Wil sandte einen hilfesuchenden Blick zu Amberle hinüber.

»Perk, das geht doch gar nicht, wir können nicht fliegen«, sagte sie behutsam.

»Doch, wir können fliegen«, beharrte er. »Ich hab’ euch doch gesagt, daß ich ein Himmelsreiter bin — jedenfalls schon fast.«

Eine blühende Phantasie hat der Knabe, dachte Wil.

»Schau mal, Perk, zum Fliegen braucht man Flügel, und die haben wir nicht.«

»Flügel?« Der Junge machte ein verwirrtes Gesicht. Dann lachte er. »Ach so, ihr dachtet — ach so, jetzt verstehe ich. Nein, nein, nicht wir selbst. Wir haben Genewen, Hier, kommt mit.«

Eilig sprang er auf und lief aus dem Schatten der Föhren auf die Wiese hinaus. Verwundert folgten ihm Wil und Amberle.
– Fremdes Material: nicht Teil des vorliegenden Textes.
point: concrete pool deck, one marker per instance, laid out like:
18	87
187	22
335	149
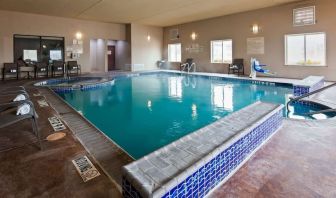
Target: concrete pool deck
299	161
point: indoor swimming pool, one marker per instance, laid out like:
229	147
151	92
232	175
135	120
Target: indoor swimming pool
143	113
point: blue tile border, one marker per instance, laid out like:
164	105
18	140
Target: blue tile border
299	90
220	167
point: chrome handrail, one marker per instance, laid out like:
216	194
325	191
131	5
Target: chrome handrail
291	100
322	111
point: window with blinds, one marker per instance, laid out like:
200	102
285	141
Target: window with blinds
304	16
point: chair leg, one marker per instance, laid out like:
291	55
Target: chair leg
36	131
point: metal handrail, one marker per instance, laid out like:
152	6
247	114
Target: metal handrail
322	111
307	94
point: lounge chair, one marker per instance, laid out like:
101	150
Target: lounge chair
12	89
73	68
237	67
8	116
10	69
57	68
188	65
41	68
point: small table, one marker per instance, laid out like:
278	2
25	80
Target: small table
27	70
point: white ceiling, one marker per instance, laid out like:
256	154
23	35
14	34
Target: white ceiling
149	12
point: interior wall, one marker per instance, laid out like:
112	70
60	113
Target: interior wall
32	24
146	52
275	23
123	55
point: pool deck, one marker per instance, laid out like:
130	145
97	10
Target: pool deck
299	160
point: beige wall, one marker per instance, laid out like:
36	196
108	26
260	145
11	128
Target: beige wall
31	24
275	23
143	51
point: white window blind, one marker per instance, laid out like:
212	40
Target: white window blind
174	52
221	51
306	49
304	16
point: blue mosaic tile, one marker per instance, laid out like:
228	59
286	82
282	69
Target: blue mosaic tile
218	168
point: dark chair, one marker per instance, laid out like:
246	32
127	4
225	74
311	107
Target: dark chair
73	68
10	69
8	116
41	68
189	63
57	68
237	67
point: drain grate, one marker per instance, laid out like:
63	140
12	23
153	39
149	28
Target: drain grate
43	103
56	123
85	168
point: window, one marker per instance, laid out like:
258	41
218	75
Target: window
306	49
174	52
175	87
221	51
304	16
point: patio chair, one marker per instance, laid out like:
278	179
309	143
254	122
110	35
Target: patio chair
73	68
41	68
189	63
10	69
57	68
8	117
237	67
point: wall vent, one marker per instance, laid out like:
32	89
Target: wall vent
173	34
304	16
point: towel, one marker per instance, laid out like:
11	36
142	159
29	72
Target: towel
19	97
23	109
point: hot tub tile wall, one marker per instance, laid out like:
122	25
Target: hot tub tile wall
300	90
218	166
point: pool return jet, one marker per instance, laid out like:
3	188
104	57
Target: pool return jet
257	67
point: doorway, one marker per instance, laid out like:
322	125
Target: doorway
111	58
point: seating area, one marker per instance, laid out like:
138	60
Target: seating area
167	99
40	69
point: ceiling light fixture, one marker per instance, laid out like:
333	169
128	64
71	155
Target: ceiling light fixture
255	29
79	35
193	36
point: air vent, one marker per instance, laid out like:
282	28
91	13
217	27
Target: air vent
304	16
173	34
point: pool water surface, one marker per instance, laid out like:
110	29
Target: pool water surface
144	113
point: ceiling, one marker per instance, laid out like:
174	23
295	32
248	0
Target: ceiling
149	12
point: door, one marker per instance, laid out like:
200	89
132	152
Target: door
111	58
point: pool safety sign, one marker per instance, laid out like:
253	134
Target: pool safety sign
85	168
56	123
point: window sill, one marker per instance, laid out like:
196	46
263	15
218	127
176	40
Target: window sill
307	65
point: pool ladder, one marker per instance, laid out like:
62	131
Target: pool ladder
291	100
189	67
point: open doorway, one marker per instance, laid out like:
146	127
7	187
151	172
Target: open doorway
111	57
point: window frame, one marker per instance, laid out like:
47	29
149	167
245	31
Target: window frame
304	8
175	61
211	50
305	50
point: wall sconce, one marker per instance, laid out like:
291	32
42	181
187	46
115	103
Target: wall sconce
255	29
193	36
79	35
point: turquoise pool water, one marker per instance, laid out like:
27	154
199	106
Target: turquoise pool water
144	113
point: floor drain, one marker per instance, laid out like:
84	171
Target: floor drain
85	168
55	136
43	103
56	123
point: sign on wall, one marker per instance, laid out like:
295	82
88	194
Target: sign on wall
256	45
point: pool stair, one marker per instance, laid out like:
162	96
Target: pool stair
308	85
196	164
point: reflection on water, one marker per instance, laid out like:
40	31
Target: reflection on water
144	113
222	96
175	87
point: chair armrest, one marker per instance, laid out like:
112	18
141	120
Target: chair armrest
5	106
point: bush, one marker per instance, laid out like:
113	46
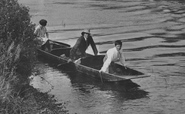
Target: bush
17	54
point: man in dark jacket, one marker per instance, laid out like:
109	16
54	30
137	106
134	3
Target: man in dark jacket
78	50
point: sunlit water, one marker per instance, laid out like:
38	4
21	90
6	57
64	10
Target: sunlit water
153	35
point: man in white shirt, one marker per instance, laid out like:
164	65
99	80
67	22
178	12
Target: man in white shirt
113	55
42	34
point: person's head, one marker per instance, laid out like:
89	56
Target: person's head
118	44
86	33
43	22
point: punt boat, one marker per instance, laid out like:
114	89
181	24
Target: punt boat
89	65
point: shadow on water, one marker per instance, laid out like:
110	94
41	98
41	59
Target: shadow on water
122	90
126	90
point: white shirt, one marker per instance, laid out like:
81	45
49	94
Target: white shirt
41	33
113	56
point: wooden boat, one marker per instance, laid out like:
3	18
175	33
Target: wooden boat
90	65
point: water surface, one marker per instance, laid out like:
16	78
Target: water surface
152	32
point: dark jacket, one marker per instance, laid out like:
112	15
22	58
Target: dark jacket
80	47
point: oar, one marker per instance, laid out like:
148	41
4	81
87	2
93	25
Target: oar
62	64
Als sie die Bäume hinter sich gelassen hatten und am offenen Hang standen, griff Perk in einen der Lederbeutel, die er am Hals trug, und zog eine kleine silberne Pfeife heraus. Er legte sie an die Lippen und blies hinein. Kein Laut war zu hören. Wil blickte wieder zu Amberle hinüber und schüttelte verstohlen den Kopf. Perk steckte das silberne Pfeifchen wieder ein und hob den Kopf zum Himmel hinauf. Ganz mechanisch taten es Wil und Amberle ihm nach.

Plötzlich stieg aus den Zacken des Steinkamms ein gewaltiges, golden schimmerndes Wesen in die Lüfte empor. Hell blitzte es im warmen Sonnenlicht des Morgens, als es am Hang des Berges abwärtstauchte und auf sie zukam. Wil und Amberle fuhren erschreckt zusammen. Es war der größte Vogel, den sie je gesehen hatten, ein riesenhaftes Geschöpf mit einer Spannweite von vollen dreißig Fuß. An dem schlanken, von einem Kamm gekrönten Kopf, der, schwarz gesprenkelt, wie Feuer leuchtete, saß ein mächtiger gebogener Schnabel, und scharfe Krallen schoben sich aus den Füßen, als der Vogel sich näherte. Einen Moment lang fühlten sich Wil und Amberle an das geflügelte schwarze Ungeheuer erinnert, das sie auf ihrer Flucht durch das Rhenn-Tal beinahe eingeholt hätte, doch dann sahen sie, daß dies nicht dasselbe Geschöpf war. Keine zehn Fuß von ihnen entfernt, landete der Vogel auf der Wiese und faltete die gewaltigen Schwingen über seinem golden gefiederten Körper. Sein durchdringender Schrei zerriß die morgendliche Stille, und dann neigte er den schmalen Kopf begierig zu Perk hinunter. Der Junge antwortete mit einem raschen, seltsamen Ruf und wandte sich dann wieder seinen erstaunten Begleitern zu.